I primi film sonori italiani furono realizzati dalla Cines nel 1930: "La canzone dell'amore" di
Gennaro Righelli. Il primo, in particolare, fu un successo internazionale, come film e soprattutto
come canzone. Sull'onda di tale successo, fu proprio la "commedia con canzoni" il genere su cui
puntò la cinematografia italiana per rispondere allo strapotere di Hollywood, già allora
predominante in Italia e in Europa.
Il divario di mezzi e risorse rispetto al cinema americano era però incolmabile, e si ricercò la co-
produzione internazionale, in particolare con la Germania. Dal legame con il cinema tedesco
nacquero infatti film come "La segretaria privata" (1931) di Goffredo Alessandrini, con Elsa
Merlini e Nino Besozzi, e "La telefonista" (1932) di Nunzio Malasomma: era l'inizio del filone
dei "telefoni bianchi". Contemporaneamente, Mario Camerini dirigeva "Gli uomini, che
mascalzoni..." (1932), variante sullo stesso filone, portata al successo dalla canzone "Parlami
d'amore Mariù" (di Bixio e Cherubini), interpretata dalla stella emergente Vittorio De Sica. Fu
questo l'unico film italiano in concorso alla prima Mostra del Cinema di Venezia, istituita nello
stesso 1932. Furono proprio i film di Camerini, insieme a quelli di Blasetti, a segnare una prima
rinascita del cinema italiano dopo la crisi del decennio precedente.
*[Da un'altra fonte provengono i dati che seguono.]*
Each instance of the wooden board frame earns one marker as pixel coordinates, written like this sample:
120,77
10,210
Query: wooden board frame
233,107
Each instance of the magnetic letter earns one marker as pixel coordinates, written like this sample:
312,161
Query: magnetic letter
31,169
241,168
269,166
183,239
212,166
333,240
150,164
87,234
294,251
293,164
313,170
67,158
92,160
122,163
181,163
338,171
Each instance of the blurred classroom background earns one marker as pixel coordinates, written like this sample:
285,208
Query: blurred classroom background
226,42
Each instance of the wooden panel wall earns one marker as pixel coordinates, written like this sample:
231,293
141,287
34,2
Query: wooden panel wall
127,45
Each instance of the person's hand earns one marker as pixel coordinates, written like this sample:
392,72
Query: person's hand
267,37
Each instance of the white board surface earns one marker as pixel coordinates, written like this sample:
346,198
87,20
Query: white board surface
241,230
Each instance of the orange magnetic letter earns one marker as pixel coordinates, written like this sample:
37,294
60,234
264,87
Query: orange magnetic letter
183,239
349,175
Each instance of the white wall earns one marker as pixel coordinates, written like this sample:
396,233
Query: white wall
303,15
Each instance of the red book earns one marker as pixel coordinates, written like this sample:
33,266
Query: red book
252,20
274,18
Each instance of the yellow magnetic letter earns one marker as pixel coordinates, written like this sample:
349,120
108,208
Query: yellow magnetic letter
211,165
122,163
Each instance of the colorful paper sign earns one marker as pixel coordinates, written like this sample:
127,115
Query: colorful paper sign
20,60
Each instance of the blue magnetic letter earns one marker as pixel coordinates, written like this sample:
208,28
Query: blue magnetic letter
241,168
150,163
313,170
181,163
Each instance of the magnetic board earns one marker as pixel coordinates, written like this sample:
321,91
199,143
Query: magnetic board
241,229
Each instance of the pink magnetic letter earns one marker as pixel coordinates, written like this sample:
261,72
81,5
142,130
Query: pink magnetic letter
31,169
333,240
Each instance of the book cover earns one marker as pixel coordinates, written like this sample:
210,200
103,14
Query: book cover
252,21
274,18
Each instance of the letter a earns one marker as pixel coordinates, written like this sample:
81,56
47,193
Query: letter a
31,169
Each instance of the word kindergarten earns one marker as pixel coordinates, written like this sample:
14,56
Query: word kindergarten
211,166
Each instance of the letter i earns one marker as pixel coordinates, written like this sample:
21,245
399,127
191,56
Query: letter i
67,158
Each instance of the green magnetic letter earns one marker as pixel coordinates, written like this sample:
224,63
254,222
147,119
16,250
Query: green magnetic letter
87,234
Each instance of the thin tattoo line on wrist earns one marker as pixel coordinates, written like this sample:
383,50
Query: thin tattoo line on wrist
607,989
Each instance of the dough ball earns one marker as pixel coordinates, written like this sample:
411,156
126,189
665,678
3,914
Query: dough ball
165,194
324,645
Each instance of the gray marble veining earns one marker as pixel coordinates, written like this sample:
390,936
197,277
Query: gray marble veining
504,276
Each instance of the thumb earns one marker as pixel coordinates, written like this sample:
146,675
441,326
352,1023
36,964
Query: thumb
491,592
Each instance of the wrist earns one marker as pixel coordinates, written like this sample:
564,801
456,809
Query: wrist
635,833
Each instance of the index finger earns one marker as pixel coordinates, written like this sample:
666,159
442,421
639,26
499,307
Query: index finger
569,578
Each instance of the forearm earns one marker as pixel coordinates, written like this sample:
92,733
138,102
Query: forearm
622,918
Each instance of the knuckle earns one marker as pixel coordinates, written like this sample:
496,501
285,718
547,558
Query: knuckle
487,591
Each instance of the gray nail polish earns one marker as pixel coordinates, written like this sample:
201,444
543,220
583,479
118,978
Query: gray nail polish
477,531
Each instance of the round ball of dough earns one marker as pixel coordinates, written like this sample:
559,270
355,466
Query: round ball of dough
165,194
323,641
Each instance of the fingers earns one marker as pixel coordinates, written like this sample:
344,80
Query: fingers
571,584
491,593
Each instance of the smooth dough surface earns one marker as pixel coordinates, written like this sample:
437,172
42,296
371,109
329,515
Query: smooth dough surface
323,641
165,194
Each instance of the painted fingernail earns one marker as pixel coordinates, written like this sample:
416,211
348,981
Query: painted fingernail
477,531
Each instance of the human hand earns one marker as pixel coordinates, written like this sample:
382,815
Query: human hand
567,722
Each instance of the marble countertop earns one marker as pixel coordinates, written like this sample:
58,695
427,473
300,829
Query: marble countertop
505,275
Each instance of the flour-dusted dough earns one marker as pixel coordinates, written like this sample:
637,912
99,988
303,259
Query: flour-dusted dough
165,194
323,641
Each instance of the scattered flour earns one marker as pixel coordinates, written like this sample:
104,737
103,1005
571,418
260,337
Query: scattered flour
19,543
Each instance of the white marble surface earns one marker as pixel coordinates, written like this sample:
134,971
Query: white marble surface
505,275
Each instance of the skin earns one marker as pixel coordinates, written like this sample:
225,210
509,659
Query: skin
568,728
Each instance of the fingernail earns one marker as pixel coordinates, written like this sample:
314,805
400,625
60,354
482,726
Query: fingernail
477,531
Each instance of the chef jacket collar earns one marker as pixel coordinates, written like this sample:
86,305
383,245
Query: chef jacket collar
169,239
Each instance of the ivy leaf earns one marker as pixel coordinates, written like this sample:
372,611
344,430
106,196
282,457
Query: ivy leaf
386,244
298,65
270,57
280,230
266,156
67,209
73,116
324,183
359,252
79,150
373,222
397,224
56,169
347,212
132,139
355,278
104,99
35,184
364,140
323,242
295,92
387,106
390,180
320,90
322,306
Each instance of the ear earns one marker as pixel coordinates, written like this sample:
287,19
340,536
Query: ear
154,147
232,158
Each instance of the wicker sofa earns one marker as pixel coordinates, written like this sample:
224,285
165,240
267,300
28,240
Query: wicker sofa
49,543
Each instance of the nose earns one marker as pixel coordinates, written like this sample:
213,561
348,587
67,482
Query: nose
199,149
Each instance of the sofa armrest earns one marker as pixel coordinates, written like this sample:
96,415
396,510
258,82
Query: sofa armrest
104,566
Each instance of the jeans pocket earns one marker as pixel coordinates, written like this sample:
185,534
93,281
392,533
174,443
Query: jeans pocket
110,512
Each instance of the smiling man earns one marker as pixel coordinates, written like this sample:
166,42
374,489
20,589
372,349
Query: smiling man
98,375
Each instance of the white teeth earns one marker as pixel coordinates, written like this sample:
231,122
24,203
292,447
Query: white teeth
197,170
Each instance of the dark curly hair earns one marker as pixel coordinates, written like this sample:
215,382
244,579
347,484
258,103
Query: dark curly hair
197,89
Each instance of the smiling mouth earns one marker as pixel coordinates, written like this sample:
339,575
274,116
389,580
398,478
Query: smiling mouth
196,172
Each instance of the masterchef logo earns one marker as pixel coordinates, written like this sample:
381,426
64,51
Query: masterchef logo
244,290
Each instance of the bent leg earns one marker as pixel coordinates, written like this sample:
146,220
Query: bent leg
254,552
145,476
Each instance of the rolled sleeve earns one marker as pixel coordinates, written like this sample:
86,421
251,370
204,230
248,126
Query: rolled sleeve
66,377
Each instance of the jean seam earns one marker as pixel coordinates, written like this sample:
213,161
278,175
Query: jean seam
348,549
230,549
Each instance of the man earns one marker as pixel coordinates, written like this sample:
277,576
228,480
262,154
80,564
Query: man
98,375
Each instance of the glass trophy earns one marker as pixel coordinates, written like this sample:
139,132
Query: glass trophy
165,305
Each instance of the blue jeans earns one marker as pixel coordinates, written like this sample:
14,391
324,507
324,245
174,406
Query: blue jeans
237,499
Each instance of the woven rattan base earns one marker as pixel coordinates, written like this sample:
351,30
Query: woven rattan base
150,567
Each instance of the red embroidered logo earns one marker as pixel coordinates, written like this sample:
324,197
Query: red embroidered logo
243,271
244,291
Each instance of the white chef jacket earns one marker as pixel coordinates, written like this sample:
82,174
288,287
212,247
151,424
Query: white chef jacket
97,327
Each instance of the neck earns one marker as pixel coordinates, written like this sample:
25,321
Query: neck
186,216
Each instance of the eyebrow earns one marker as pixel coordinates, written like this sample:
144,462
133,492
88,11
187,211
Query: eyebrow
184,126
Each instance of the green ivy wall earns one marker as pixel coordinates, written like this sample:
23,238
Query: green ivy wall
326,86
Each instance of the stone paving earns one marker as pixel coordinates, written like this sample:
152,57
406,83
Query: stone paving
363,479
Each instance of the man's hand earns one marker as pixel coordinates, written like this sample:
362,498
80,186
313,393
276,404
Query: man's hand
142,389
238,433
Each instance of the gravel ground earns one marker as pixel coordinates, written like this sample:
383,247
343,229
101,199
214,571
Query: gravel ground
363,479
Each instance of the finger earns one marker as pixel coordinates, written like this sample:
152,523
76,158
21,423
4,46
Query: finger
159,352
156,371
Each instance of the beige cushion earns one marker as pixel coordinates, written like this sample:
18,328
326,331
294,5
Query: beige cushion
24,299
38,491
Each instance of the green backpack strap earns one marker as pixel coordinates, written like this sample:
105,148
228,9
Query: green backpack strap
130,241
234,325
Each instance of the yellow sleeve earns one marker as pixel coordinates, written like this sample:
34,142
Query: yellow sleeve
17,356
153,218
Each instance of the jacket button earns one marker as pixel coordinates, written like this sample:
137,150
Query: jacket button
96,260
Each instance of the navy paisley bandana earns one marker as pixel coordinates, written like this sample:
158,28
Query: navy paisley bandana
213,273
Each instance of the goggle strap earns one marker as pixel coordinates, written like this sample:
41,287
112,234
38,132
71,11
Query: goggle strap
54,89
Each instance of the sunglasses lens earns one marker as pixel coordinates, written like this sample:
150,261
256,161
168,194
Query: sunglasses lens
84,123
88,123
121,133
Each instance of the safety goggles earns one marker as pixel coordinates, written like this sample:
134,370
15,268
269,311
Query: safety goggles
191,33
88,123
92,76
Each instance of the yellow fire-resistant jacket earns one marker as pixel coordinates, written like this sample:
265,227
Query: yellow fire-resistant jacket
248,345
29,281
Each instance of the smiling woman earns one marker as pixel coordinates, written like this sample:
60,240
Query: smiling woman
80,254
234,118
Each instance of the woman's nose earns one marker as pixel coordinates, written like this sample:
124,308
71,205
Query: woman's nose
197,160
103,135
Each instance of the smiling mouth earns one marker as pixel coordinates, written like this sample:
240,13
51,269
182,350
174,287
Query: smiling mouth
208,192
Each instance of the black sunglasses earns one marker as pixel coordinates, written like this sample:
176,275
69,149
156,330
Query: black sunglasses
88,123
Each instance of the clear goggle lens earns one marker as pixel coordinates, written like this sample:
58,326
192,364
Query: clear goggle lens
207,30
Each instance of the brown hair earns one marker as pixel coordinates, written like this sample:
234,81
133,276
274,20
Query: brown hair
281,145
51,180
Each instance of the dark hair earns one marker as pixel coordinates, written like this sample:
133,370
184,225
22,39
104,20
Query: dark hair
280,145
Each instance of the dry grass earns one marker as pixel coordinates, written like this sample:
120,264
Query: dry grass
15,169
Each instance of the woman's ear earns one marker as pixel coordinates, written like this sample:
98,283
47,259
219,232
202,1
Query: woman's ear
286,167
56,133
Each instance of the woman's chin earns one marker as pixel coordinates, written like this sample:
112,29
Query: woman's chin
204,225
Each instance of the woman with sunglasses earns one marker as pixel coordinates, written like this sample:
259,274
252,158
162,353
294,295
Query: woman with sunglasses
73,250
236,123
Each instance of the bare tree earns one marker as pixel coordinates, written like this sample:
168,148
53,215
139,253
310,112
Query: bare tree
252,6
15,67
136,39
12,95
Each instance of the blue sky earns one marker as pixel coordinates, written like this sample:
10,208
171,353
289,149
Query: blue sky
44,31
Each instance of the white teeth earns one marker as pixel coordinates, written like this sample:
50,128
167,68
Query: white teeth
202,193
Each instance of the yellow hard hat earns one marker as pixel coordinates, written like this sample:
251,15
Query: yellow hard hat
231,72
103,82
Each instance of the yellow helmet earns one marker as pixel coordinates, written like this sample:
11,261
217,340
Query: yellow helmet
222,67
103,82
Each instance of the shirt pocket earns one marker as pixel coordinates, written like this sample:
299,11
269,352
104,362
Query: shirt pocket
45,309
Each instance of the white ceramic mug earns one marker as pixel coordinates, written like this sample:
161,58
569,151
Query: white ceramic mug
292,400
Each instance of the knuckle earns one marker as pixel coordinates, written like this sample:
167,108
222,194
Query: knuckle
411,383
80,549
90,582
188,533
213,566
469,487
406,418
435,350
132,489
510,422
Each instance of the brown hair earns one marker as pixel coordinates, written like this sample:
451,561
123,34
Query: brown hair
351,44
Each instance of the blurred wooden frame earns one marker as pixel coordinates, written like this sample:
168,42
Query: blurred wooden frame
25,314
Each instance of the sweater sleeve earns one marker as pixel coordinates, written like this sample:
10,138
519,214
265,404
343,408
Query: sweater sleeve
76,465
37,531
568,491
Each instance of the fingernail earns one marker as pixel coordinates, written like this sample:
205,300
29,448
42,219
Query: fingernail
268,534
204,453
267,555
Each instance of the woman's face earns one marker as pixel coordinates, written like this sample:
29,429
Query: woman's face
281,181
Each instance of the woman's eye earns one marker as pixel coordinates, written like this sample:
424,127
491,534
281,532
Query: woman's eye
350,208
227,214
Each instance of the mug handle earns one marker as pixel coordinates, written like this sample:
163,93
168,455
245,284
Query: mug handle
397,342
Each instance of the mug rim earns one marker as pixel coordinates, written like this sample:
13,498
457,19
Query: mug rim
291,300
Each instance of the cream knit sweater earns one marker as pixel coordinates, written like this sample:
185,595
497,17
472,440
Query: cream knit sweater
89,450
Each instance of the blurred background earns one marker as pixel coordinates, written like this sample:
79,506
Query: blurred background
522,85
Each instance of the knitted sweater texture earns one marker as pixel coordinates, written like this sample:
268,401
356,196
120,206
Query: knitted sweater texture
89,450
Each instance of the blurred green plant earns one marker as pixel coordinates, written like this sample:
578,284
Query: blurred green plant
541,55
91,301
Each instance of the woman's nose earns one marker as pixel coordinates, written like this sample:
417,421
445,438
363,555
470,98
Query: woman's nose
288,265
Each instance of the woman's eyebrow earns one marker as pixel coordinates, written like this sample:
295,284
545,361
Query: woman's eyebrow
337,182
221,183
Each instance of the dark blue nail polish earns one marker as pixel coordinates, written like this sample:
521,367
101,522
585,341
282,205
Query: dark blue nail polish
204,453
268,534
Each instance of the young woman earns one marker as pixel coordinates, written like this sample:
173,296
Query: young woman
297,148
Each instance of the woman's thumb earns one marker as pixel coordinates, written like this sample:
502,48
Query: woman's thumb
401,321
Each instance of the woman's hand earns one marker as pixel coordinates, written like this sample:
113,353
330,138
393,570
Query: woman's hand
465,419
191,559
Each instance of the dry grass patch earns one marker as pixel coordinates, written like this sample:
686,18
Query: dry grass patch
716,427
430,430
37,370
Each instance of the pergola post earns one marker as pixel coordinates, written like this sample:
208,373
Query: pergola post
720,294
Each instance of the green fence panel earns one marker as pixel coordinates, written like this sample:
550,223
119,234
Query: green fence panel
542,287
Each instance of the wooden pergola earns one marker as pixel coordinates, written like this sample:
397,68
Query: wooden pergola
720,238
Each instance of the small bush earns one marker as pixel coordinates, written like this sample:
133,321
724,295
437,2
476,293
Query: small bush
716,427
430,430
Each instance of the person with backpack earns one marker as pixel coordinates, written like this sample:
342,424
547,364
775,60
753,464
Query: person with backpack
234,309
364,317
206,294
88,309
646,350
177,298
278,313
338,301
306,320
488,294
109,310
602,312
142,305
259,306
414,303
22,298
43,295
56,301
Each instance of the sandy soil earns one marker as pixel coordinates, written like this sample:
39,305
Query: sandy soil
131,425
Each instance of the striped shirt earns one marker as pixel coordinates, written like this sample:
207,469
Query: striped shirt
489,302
A tale rinascita contribuirono poi anche le iniziative del regime fascista, in particolare il Centro
Sperimentale di Cinematografia (1935) e Cinecittà (1937): il cinema italiano divenne presto
un'industria capace di produrre ottanta pellicole l'anno e di generare divi come Amedeo Nazzari,
Assia Noris e Alida Valli. L'interesse del regime per questo settore era però finalizzato
soprattutto alla propaganda: per Mussolini, il cinema era "l'arma più forte", il mezzo ideale per
diffondere e celebrare la sua immagine e quella del fascismo, di cui doveva veicolare i valori e le
prospettive. Non a caso, già nel 1924 era nata L'Unione Cinematografica Educativa (poi nota
come Istituto LUCE), l'ente incaricato di realizzare e diffondere i cinegiornali e i documentari
del regime.
Tra i film più direttamente associati alla propaganda fascista si ricordano pellicole come
"Scipione l'Africano" (1937) di Carmine Gallone, "Luciano Serra pilota" (1938) e "Abuna
Messias" (1939) di Goffredo Alessandrini, che esaltavano la politica imperialista del regime e in
particolare la Guerra d'Etiopia.
Nel giro di qualche anno però, il cinema di propaganda perse il suo potere di fascinazione sul
pubblico, soprattutto da quando gli esiti nefasti* del secondo conflitto mondiale cominciarono ad
essere evidenti ai più, mentre il filone dei "telefoni bianchi" veniva soppiantato da commedie più
realistiche e in particolare dal fenomeno Totò.